According to a July 18 post on Araoz’s blog, AI development company OpenAI released GPT-3, the third generation of its language prediction model capable of creating “random-ish sentences of approximately the same length and grammatical structure as those in a given body of text.” 

The blog entry provides practical information regarding how the technology could be used to impersonate well-known figures by simulating their writing styles — for example, Araoz used it to create a fake interview with Albert Einstein. He predicted that the GPT-3 could potentially replace journalists, political speech writers, and advertising copywriters. 

The bot’s predicted sentences were used for posts on the forum in recent days, leading to ‘positive’ feedback concluding “the system must have been intelligent.”

The blog said:

“There are lots of posts for GPT-3 to study and learn from. The forum also has many people I don’t like. I expect them to be disproportionately excited by the possibility of having a new poster that appears to be intelligent and relevant.”

Surprise, surprise

Except, Araoz wasn’t the one writing the blog. He hasn’t posted anything on’s forums for years —  and has nothing against its users. It was GPT-3 the whole time, he said:

“This article was fully written by GPT-3. Were you able to recognize it? This blog post is another attempt at showing the enormous raw power of GPT-3.”

According to the developer, simply providing a short bio with his information, the desired blog title, and a few tags was enough for the bot to create the original 750-word piece. 

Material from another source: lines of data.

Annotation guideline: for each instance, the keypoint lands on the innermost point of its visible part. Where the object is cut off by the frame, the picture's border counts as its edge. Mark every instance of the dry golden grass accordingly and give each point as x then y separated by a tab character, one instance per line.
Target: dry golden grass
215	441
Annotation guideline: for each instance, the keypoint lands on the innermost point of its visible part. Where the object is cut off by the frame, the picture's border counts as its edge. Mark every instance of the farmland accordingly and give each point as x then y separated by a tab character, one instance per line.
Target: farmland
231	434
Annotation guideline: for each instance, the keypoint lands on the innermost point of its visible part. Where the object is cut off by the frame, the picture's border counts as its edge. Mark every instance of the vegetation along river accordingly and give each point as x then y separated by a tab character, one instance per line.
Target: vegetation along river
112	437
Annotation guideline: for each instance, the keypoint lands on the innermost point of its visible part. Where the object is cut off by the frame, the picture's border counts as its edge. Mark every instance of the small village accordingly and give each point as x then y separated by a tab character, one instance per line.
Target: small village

“I generated different results a couple (less than 10) times until I felt the writing style somewhat matched my own, and published it,” said Araoz. “I do believe GPT-3 is one of the major technological advancements I’ve seen so far, and I look forward to playing with it a lot more.”

AI makes blockchain predictions

In the days before and following Araoz’s blog post, he has been posting the results of his experiments with the technology on Twitter. The bot gave out its views on blockchain, stating it would, “replace tech startups before it replaces banks.” Araoz was even able to get CPT-3 to explain proof-of-work for Bitcoin (BTC) reasonably well:


Not replacing humans yet

Araoz’s online enthusiasm for the technology had many clamoring for a test run. “I would love to try something like this out training it on my own writings and see what it would spit out,” said Twitter user Einar Petersen. But others reacted with fear or shock at being fooled. “I'm suitably disturbed,” said Ben Royce.

However, as advanced and entertaining as the language prediction model may be, the developer doesn’t see it completely replacing human writers anytime soon. 

“A text-only model trained on the Internet (like GPT-3) can't achieve human-level intelligence,” said Araoz. “It lacks visual understanding (e.g. non-verbal communication), complex motor skills or physical expertise, and a survival instinct.”